2. Con il secondo motivo si denuncia dell’art. 5 TUI, comma 6. Il ricorrente si duole del mancato riconoscimento della protezione umanitaria e sostiene che il Tribunale abbia erroneamente valutato la assenza di ragioni di vulnerabilità, assumendo che la deprivazione culturale ed il mancato inserimento in Italia conseguitone sarebbero ragioni idonee a fondare il riconoscimento della protezione richiesta.

Il motivo è inammissibile.

Giova ricordare, in tema di protezione umanitaria, che la condizione di vulnerabilità che giustifica il riconoscimento di tale forma di protezione deve essere ancorata a “una valutazione individuale, caso per caso, della vita privata e familiare del richiedente in Italia, comparata alla situazione personale che egli ha vissuto prima della partenza e cui egli si troverebbe esposto in conseguenza del rimpatrio” (Cass. 23 febbraio 2018, n. 4455, in motivazione), dovendosi apprezzare la situazione particolare del singolo soggetto, non quella del suo paese d’origine in termini generali ed astratti.

E’ del tutto evidente che in presenza di un racconto non circostanziato e non credibile – come da accertamento del Tribunale non impugnato -non esista alcuna possibilità di comparazione con la situazione in cui il richiedente aveva vissuto prima dell’allontanamento.

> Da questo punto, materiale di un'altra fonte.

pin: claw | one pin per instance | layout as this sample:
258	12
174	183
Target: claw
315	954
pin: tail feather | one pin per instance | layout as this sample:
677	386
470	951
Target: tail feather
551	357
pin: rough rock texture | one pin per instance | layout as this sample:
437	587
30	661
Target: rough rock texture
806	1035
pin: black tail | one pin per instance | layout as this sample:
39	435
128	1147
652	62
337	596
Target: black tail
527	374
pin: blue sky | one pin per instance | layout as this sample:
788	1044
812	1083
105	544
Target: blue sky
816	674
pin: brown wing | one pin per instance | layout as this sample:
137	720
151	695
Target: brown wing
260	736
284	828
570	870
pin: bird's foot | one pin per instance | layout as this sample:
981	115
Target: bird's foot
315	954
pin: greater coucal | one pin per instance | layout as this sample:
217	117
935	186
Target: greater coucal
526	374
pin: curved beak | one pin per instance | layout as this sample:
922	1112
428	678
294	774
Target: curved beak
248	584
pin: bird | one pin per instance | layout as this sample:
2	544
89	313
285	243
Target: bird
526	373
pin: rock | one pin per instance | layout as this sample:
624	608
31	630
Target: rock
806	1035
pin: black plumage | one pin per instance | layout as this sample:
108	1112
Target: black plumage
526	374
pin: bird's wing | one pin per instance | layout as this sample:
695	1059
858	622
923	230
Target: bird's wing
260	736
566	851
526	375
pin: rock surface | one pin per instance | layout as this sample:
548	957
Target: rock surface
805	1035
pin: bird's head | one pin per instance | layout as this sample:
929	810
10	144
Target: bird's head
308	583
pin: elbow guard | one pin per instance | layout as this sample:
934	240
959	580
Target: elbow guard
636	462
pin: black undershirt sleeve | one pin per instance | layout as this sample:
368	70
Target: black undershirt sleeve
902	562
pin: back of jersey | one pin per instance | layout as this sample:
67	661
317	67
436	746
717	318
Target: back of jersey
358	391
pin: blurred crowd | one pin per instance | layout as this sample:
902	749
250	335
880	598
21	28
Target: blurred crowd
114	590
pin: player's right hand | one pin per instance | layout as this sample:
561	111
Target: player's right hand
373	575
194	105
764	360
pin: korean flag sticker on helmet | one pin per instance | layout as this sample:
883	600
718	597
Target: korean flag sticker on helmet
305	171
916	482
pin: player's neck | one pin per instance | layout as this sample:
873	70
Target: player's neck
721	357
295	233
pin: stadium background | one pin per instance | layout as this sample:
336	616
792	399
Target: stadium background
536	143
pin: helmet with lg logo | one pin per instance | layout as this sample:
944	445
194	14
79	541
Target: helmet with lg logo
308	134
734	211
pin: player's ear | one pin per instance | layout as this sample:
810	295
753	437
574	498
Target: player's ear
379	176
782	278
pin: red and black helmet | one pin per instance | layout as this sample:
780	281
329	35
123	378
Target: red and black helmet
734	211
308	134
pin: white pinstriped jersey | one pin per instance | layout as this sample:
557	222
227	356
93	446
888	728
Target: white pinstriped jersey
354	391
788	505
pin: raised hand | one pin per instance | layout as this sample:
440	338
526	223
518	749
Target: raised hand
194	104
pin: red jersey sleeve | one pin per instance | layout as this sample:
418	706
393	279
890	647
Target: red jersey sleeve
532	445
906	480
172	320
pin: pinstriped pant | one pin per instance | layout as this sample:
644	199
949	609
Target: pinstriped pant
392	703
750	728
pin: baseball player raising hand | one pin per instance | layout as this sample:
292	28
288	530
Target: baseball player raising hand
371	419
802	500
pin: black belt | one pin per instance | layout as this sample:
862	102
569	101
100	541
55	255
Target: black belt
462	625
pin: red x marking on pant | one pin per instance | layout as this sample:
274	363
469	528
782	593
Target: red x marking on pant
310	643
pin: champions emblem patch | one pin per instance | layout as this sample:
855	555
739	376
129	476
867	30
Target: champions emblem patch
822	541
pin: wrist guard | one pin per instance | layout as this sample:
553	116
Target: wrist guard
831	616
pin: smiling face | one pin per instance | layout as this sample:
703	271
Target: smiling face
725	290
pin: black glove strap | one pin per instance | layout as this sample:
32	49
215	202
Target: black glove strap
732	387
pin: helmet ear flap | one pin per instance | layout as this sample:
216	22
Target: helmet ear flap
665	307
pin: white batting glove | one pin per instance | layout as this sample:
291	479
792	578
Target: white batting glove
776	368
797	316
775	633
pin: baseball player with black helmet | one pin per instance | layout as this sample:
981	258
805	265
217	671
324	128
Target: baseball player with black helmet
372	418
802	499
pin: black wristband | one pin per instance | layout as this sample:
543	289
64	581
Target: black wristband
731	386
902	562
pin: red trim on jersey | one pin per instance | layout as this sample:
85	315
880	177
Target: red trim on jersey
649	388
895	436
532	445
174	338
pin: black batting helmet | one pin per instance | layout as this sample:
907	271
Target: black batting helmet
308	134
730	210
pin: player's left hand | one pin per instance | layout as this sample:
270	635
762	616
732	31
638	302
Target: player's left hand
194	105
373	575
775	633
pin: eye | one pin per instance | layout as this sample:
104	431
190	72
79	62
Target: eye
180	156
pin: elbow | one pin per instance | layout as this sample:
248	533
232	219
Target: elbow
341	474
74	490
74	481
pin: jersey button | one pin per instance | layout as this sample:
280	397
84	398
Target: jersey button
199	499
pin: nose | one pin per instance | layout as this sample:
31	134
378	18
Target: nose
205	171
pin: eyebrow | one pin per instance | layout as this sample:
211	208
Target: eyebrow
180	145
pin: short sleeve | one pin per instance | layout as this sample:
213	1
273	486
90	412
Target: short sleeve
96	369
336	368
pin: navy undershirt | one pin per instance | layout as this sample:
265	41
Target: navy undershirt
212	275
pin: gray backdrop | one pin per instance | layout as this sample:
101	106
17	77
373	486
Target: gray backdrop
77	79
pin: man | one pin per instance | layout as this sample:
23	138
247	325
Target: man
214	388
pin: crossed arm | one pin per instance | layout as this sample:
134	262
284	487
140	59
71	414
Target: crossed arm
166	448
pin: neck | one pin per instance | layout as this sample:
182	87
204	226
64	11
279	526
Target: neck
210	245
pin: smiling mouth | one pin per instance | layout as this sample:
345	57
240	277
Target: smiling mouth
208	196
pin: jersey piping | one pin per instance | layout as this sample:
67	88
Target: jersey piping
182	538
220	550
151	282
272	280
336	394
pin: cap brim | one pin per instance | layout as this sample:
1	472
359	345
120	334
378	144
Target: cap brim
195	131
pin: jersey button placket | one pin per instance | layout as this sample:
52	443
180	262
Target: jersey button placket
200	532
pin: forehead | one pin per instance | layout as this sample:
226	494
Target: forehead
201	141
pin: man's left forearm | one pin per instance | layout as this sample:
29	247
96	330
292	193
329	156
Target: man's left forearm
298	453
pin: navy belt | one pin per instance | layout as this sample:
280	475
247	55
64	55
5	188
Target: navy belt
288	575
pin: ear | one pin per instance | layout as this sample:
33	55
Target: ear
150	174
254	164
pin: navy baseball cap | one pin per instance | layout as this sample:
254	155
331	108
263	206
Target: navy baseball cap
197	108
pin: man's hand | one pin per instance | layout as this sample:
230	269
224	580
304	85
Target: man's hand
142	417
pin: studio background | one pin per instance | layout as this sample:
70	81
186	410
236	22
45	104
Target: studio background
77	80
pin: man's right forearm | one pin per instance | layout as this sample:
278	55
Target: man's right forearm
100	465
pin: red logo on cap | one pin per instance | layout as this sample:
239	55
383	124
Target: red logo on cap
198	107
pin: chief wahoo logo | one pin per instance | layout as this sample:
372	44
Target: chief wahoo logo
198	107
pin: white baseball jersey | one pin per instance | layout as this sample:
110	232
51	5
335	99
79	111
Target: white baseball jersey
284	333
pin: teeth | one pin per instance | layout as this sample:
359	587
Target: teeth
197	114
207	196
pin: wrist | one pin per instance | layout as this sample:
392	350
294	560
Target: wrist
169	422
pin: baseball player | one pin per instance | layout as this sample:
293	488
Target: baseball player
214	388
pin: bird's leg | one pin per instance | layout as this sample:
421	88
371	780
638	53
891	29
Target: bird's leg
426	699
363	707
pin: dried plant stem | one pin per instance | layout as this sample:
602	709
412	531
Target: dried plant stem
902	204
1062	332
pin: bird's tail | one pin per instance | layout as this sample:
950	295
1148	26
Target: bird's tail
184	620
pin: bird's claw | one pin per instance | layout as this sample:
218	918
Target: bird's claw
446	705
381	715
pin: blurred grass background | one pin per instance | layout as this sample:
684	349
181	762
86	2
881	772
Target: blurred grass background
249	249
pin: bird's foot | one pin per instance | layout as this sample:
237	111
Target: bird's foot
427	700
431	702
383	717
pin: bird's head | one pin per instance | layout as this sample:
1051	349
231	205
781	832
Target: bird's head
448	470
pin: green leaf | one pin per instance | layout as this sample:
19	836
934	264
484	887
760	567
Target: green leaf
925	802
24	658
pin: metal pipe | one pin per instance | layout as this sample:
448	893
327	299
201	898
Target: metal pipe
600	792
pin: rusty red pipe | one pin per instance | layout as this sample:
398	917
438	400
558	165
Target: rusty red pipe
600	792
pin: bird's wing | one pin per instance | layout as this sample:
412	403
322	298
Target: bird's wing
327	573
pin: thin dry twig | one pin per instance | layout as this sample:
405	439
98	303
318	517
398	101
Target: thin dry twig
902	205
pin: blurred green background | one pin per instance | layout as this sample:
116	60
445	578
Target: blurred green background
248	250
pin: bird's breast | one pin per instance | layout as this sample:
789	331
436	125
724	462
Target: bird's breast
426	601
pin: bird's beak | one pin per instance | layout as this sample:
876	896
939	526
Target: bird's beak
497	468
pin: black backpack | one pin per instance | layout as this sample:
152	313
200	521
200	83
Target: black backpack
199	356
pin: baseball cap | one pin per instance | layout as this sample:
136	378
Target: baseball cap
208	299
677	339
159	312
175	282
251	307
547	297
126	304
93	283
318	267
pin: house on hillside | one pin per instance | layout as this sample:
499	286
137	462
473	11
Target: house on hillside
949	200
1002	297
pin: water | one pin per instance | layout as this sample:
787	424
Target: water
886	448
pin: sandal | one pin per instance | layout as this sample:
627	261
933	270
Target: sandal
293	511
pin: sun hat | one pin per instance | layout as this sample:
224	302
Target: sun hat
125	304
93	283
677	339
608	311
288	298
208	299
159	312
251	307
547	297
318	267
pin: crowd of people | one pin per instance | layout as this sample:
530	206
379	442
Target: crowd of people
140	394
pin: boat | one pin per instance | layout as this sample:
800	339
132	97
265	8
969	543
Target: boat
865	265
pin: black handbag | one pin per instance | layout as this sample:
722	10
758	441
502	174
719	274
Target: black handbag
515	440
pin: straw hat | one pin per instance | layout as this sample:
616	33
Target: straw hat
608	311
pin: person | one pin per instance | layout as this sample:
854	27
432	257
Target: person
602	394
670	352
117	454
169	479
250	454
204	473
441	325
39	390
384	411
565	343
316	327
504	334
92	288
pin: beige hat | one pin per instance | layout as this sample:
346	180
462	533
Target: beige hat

A ciò va aggiunto che risulta dirimente il difetto di qualsivoglia allegazione individualizzante in sede di merito in punto di vulnerabilità diversa da quella esaminata, senza che la insussistenza dei presupposti accertata dal giudice del merito e sostanzialmente confermata dal ricorrente – trovi una adeguata e puntuale replica nell’illustrazione del motivo di ricorso, formulato in termini generali,

Resta da aggiungere che la riscontrata non individualizzazione dei motivi umanitari e di ragioni di vulnerabilità diverse da quelle poste a base della richiesta di altre forme di protezione non può esser surrogata dalla situazione generale del Paese, perchè altrimenti si finirebbe per prendere in considerazione non già la situazione particolare del singolo soggetto, ma piuttosto quella del suo Paese d’origine in termini del tutto generali ed astratti (cfr. Cass. n. 15071/2019 in motiv.).

3. In conclusione il ricorso va dichiarato inammissibile.

Le spese del giudizio di legittimità seguono la soccombenza nella misura liquidata in dispositivo.

Va dato atto della sussistenza dei presupposti processuali per il versamento, da parte del ricorrente, ai sensi del D.P.R. 30 maggio 2002, n. 115, art. 13, comma 1 quater, nel testo introdotto dalla L. 24 dicembre 2012, n. 228, art. 1, comma 17, di un ulteriore importo a titolo di contributo unificato, in misura pari a quello, ove dovuto, per il ricorso, a norma dello stesso art. 13, comma 1 bis (Cass. S.U. n. 23535 del 20/9/2019).

P.Q.M.

– Dichiara inammissibile il ricorso;

– Condanna il ricorrente alla rifusione delle spese del giudizio di legittimità che liquida in Euro 2.100,00=, oltre spese prenotate a debito;

– Dà atto, ai sensi del D.P.R. 30 maggio 2002, n. 115, art. 13, comma 1 quater della sussistenza dei presupposti processuali per il versamento, da parte del ricorrente, dell’ulteriore importo a titolo di contributo unificato pari a quello, ove dovuto, per il ricorso, a norma dello stesso art. 13, comma 1 bis.

Così deciso in Roma, il 2 ottobre 2019.